In People v. Sparks, Case No. 141344, the Court directed the Lenawee County Prosecutor to answer the following questions regarding the defendant's application for leave to appeal: 1) whether when the defendant pleads guilty under People v. Cobbs, 443 Mich. 276, 283 (1983) in exchange for the trial court's agreement to sentence him within the sentencing guideline range, and the trial court thereafter sentences him above the applicable guideline range, the defendant is entitled to withdraw his guilty plea or to seek resentencing with the court; 2) whether the defendant is entitled to remand for a determination of whether his sentencing guideline range was accurately scored; and, 3) whether the defendant's offense variables for his felon in possession of a firearm conviction were inaccurately scored in light of People v. McGraw, 484 Mich. 120 (2009). Our blog post discussing the McGraw decision can be found here. Justice Davis did not participate in this decision as he was on the Court of Appeals panel in this case.
Finally, the Court remanded the case of Neville v. Neville, Case No. 140840, to the Court of Appeals for consideration of that court's February 16, 2010 decision as on leave granted.

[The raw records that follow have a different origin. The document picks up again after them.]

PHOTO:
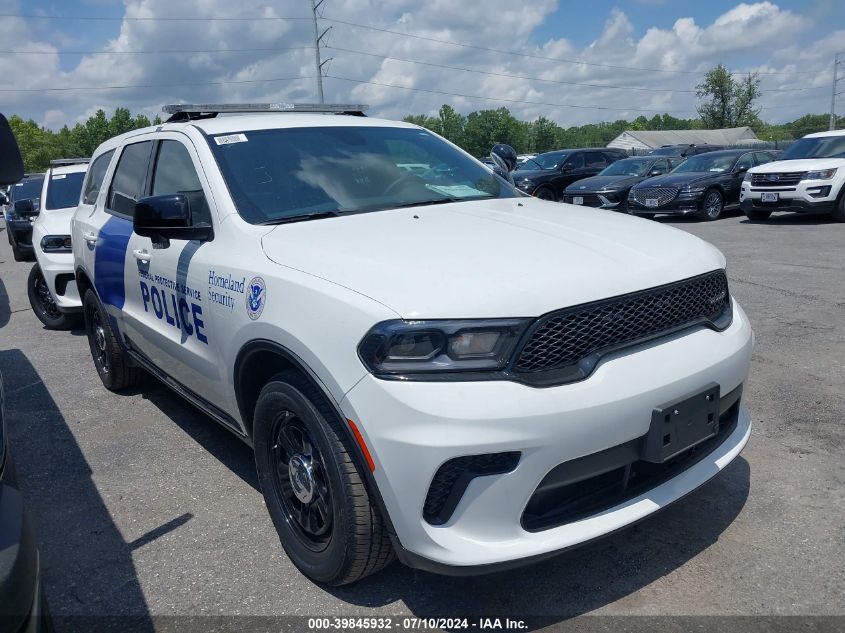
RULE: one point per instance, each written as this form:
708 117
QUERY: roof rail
191 112
58 162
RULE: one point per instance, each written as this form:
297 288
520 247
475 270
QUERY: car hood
55 221
802 164
597 183
499 258
532 174
679 180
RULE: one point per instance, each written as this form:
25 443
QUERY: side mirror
504 156
11 165
168 217
25 207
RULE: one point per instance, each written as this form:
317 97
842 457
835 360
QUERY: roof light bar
336 108
58 162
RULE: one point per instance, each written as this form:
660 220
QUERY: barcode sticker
230 138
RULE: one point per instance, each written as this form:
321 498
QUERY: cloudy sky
572 61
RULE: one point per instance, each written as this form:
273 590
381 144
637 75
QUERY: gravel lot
143 506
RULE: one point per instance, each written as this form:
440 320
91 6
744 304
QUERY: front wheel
315 494
43 304
113 364
712 205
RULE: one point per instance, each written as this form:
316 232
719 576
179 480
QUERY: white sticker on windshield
230 138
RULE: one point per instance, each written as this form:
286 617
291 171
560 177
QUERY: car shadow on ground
574 583
88 572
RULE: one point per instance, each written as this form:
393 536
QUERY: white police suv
427 364
51 286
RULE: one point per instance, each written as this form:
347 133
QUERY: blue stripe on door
110 260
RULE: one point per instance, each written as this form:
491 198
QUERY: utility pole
318 37
833 93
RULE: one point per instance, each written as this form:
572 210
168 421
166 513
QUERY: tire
712 205
757 215
326 521
113 364
43 304
545 193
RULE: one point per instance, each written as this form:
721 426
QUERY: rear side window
94 179
63 190
129 179
175 173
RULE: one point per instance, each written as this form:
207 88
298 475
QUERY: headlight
412 349
822 174
56 244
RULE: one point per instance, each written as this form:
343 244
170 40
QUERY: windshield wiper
319 215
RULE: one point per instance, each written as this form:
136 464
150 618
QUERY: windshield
817 147
63 190
666 151
552 160
627 167
285 173
27 190
718 163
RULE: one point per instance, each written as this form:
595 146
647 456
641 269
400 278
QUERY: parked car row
700 181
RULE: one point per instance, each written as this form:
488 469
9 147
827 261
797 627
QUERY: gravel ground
145 507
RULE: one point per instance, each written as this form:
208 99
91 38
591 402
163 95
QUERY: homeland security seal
256 297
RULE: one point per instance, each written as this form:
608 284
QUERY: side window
761 158
596 160
129 179
745 162
576 161
174 172
94 179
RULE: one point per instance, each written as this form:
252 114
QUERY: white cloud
760 31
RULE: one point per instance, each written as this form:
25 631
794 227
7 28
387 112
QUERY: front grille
452 478
783 179
568 343
663 195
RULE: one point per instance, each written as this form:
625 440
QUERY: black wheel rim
44 299
713 204
97 338
300 481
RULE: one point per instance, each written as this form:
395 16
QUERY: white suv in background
427 364
808 178
51 286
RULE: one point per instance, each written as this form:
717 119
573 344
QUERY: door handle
141 255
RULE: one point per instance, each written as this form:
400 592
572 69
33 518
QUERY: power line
164 51
554 59
105 18
541 79
179 85
478 98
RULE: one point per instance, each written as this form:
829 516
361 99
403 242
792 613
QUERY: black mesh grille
452 478
564 339
785 179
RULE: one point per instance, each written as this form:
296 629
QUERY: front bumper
412 428
21 599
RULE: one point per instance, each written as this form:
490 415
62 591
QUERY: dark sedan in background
547 175
24 201
609 190
703 185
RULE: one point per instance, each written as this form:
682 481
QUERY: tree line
724 101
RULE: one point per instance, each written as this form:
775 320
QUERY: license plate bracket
680 425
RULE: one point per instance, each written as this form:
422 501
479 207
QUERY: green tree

On remand, the Court directed that the Court of Appeals should consider whether it correctly held: 1) that the parties' November 14, 1994 Judgment of Divorce limited the plaintiffs' survivorship benefit to a proportionate benefit based on the parties' years of marriage; 2) that the Judgment of Divorce conflicted with the Qualified Domestic Relations Order ('QDRO') agreed upon by the parties and that the terms of the Judgment of Divorce should control the terms of the QDRO; and, 3) that the defendant's motion to amend the QDRO was not time-barred.